Cobbett found the windmills on the hills round Ipswich so numerous that, while standing in one place, he counted no fewer than seventeen, all painted or washed white, with black sails. They are fewer to-day, and could Gainsborough, old Crome and Constable revisit the scenes of their artistic inspiration, they would sadly miss the picturesqueness they gave these woody scenes and fertile hills and vales. It is from the crest of one of these hills that Ipswich is first glimpsed. There it sprawls, prosperous, beside the broad Orwell; "doubtlesse one of the sweetest, most pleasant, well-built townes in England," as John Evelyn thought in 1656; but then swarming with "a new phanatic sect of dangerous principles." The reader will scarce guess aright who these fanatics were. They were neither sun-worshippers nor Mahometans, but merely Quakers.

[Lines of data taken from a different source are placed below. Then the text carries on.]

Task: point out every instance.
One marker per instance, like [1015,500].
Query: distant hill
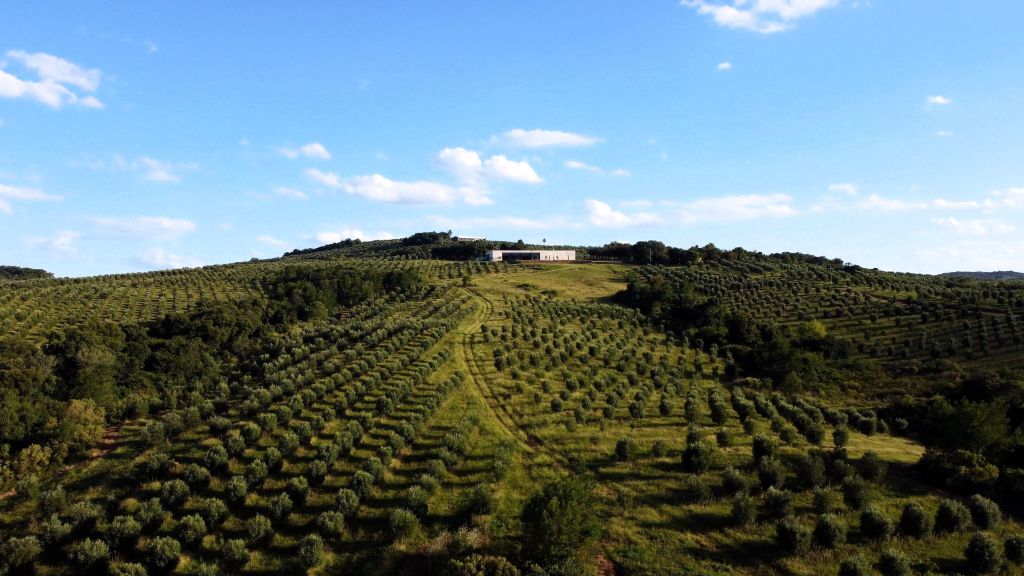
[991,276]
[18,273]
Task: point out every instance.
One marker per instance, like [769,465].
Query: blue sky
[885,133]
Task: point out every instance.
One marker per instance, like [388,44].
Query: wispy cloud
[159,258]
[602,215]
[61,243]
[731,208]
[271,241]
[58,82]
[577,165]
[765,16]
[144,228]
[314,151]
[11,193]
[545,138]
[975,227]
[291,193]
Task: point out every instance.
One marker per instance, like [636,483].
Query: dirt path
[500,411]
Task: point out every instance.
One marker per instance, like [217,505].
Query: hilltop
[398,407]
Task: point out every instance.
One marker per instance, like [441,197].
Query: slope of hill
[363,410]
[995,276]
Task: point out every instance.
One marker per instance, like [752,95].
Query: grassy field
[462,406]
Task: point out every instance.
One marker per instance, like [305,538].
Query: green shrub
[89,554]
[280,506]
[829,531]
[402,523]
[415,499]
[893,563]
[826,500]
[841,437]
[346,501]
[778,503]
[151,513]
[871,467]
[855,566]
[771,472]
[127,569]
[698,457]
[854,493]
[123,530]
[763,447]
[626,449]
[258,530]
[213,511]
[951,517]
[983,553]
[20,552]
[192,529]
[298,489]
[724,438]
[559,521]
[331,524]
[985,513]
[363,484]
[235,553]
[164,552]
[875,525]
[481,500]
[743,510]
[1014,548]
[793,537]
[236,490]
[733,481]
[310,550]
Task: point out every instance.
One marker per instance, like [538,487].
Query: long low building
[540,255]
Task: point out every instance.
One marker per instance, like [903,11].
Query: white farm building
[541,255]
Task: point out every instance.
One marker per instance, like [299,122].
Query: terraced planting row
[698,478]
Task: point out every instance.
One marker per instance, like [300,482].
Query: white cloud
[577,165]
[161,259]
[381,189]
[743,207]
[286,192]
[975,227]
[602,215]
[473,173]
[144,167]
[482,222]
[501,167]
[271,241]
[546,138]
[845,189]
[765,16]
[879,203]
[329,179]
[315,151]
[10,193]
[350,234]
[64,242]
[56,78]
[146,228]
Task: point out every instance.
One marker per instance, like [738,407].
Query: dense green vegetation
[370,408]
[17,273]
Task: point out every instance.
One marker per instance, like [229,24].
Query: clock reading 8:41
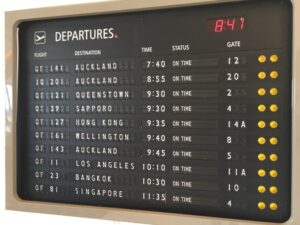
[227,24]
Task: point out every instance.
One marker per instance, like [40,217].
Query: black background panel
[184,110]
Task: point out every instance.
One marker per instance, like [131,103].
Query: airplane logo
[40,37]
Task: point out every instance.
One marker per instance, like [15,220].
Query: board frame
[14,202]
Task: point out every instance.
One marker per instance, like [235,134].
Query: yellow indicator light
[274,108]
[273,190]
[274,74]
[274,58]
[261,124]
[261,205]
[262,59]
[273,173]
[273,206]
[273,141]
[261,108]
[261,140]
[261,173]
[261,92]
[262,75]
[273,91]
[273,157]
[261,157]
[261,189]
[273,124]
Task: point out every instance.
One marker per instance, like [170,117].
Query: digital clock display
[227,24]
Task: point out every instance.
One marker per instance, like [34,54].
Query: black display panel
[184,110]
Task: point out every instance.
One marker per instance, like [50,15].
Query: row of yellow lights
[263,58]
[273,140]
[273,75]
[273,108]
[272,91]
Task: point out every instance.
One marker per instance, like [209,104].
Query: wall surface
[11,217]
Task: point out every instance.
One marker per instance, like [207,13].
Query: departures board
[183,110]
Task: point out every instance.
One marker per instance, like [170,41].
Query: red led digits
[219,26]
[228,24]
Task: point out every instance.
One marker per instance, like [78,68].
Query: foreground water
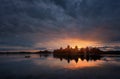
[20,66]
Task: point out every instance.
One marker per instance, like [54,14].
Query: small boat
[27,56]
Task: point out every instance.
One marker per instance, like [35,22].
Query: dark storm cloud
[26,22]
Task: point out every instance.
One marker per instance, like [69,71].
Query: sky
[50,24]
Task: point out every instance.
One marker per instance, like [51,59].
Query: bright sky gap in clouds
[50,24]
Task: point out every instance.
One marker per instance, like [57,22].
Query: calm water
[48,67]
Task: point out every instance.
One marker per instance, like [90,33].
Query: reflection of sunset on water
[82,64]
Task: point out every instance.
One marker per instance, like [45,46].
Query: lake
[46,66]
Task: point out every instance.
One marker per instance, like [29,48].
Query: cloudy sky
[50,24]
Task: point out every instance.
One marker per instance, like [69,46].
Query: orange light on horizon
[57,43]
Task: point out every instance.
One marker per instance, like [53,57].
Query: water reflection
[69,58]
[42,66]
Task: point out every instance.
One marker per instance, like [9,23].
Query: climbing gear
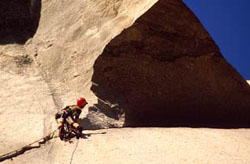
[25,148]
[81,102]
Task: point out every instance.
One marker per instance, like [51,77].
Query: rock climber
[69,116]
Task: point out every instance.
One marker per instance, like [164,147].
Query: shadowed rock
[166,70]
[18,20]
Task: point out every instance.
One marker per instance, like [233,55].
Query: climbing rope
[21,150]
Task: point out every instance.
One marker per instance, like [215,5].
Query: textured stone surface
[55,67]
[18,20]
[166,70]
[147,146]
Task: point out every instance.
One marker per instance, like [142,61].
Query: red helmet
[81,102]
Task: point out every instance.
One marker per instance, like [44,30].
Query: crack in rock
[23,149]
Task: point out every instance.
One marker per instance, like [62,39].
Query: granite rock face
[18,20]
[166,70]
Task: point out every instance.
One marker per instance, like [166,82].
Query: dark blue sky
[228,22]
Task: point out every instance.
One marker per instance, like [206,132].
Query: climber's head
[81,102]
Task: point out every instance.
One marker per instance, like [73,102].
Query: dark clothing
[68,116]
[73,111]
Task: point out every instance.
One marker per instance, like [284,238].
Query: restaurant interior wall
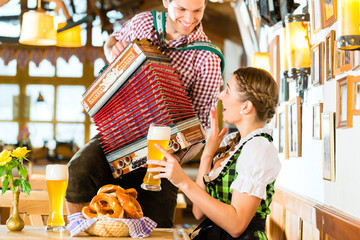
[304,175]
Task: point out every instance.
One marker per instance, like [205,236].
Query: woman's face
[232,104]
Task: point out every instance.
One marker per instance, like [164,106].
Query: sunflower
[5,157]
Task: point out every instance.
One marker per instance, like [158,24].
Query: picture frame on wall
[328,133]
[345,60]
[274,55]
[316,16]
[329,55]
[356,95]
[343,112]
[329,12]
[283,90]
[317,67]
[295,127]
[283,143]
[353,96]
[337,59]
[356,60]
[316,126]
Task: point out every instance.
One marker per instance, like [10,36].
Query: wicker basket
[108,228]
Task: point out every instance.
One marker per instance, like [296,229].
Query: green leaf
[25,186]
[16,182]
[5,185]
[2,169]
[23,172]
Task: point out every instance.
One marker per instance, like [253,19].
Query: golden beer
[56,182]
[157,135]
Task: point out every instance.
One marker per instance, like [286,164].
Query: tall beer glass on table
[156,135]
[56,182]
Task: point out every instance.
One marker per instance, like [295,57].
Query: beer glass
[56,181]
[160,135]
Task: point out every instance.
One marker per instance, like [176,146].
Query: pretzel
[103,205]
[131,206]
[109,188]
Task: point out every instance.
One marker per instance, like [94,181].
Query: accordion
[137,89]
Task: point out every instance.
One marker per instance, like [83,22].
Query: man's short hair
[206,1]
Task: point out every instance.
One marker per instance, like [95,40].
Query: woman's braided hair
[259,87]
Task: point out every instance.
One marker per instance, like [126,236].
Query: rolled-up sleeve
[256,167]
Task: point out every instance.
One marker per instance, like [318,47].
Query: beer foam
[56,172]
[159,132]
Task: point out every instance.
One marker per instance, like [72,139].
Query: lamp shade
[70,37]
[348,28]
[298,44]
[261,60]
[37,29]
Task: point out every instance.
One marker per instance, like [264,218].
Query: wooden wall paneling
[292,226]
[275,229]
[309,231]
[338,225]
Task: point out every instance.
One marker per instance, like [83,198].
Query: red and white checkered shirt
[199,69]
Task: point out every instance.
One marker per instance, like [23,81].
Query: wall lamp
[261,60]
[298,50]
[38,28]
[349,32]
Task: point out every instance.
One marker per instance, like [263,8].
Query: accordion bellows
[130,95]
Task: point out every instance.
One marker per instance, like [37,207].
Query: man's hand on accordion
[117,48]
[112,48]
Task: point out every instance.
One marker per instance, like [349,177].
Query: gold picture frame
[274,54]
[295,127]
[354,95]
[316,15]
[317,67]
[356,60]
[329,55]
[316,123]
[283,128]
[346,60]
[343,112]
[328,146]
[337,59]
[329,12]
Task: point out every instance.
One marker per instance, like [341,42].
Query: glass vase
[15,222]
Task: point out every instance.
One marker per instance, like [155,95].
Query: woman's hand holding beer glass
[56,181]
[169,168]
[159,135]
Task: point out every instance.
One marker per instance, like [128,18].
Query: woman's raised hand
[214,139]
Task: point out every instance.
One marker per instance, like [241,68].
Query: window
[66,132]
[41,110]
[9,132]
[8,92]
[68,103]
[45,69]
[9,69]
[40,133]
[74,68]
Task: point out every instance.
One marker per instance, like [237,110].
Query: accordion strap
[159,22]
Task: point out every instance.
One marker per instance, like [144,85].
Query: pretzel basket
[108,228]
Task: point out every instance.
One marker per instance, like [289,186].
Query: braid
[260,88]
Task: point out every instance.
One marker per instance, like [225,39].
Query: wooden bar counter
[32,232]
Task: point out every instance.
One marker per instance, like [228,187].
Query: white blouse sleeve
[257,166]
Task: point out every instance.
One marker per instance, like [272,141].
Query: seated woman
[236,177]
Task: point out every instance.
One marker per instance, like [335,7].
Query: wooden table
[31,232]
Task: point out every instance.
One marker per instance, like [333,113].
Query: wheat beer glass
[56,181]
[161,136]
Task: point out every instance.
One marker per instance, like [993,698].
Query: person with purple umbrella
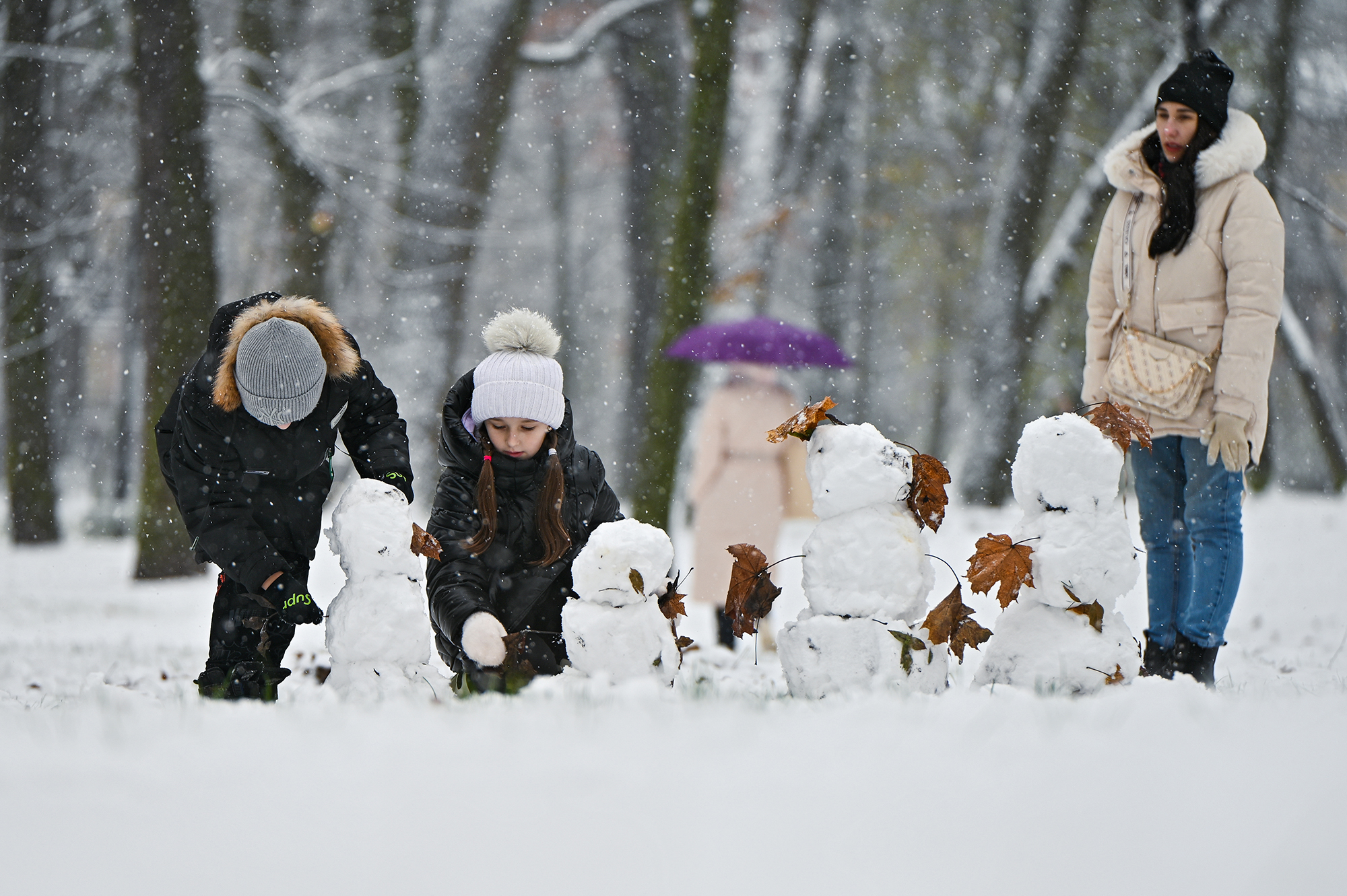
[742,486]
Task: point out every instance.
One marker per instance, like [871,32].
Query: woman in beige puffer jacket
[1208,249]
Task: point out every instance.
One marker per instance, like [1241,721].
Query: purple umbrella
[762,341]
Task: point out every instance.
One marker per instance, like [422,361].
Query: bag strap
[1129,268]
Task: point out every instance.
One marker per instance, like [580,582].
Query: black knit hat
[1204,85]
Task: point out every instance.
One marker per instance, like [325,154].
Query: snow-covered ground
[117,778]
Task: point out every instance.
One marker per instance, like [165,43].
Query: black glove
[293,600]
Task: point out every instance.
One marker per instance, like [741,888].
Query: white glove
[1225,436]
[484,640]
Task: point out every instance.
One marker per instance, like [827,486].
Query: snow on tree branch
[580,40]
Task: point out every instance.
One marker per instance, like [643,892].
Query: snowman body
[614,625]
[378,631]
[867,575]
[1066,483]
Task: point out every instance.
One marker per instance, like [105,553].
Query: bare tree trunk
[1015,222]
[465,104]
[837,228]
[790,167]
[306,229]
[1194,30]
[30,450]
[560,198]
[177,263]
[690,260]
[1317,378]
[394,32]
[649,73]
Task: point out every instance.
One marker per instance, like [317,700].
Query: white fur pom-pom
[522,330]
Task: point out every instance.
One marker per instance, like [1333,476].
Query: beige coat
[1222,288]
[742,482]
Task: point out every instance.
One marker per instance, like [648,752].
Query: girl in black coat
[246,446]
[517,501]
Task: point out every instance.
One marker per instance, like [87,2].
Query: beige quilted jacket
[1222,288]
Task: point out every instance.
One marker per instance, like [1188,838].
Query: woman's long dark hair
[1181,209]
[557,541]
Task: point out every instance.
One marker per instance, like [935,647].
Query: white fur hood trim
[1240,148]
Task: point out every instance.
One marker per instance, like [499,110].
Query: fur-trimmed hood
[339,349]
[1240,148]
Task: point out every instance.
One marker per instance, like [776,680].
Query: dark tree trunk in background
[393,31]
[649,70]
[306,228]
[177,263]
[790,166]
[1003,322]
[690,256]
[467,79]
[1317,384]
[1194,32]
[837,225]
[28,303]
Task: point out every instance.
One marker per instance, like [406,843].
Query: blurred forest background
[919,179]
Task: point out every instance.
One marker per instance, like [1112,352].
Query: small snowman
[378,630]
[1062,634]
[867,576]
[614,623]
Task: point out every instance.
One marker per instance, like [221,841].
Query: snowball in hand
[851,467]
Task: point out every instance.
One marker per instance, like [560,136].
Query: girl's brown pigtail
[557,541]
[483,539]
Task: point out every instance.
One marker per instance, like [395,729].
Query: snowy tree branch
[1307,198]
[574,46]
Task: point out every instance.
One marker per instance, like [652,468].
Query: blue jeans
[1195,545]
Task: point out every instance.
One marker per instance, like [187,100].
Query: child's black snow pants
[249,642]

One obtains no glimpse of the broad estuary of the Orwell when descending into the town by the London road, and the crowded mass of the place rises confusedly up before the traveller as he steeply descends, and forms no picture. You must take Ipswich in detail to admire it, and the actual crossing of the river at the foot of the hill where the town begins is at a narrow canalised stretch before it widens out into the noble harbour that makes the fortune of the port. A sign of that accomplished fortune is the unlovely sight of the great railway sidings and goods yards spread out before the stranger's eye as he comes downhill. One may say that the town begins at the door of the "Ipswich Arms" inn, uninteresting in itself, but displaying the fine "old coat" of this famous seaport; a shield with a rampant golden lion on a red field on the sinister, and three golden demi-boats on blue on the dexter side.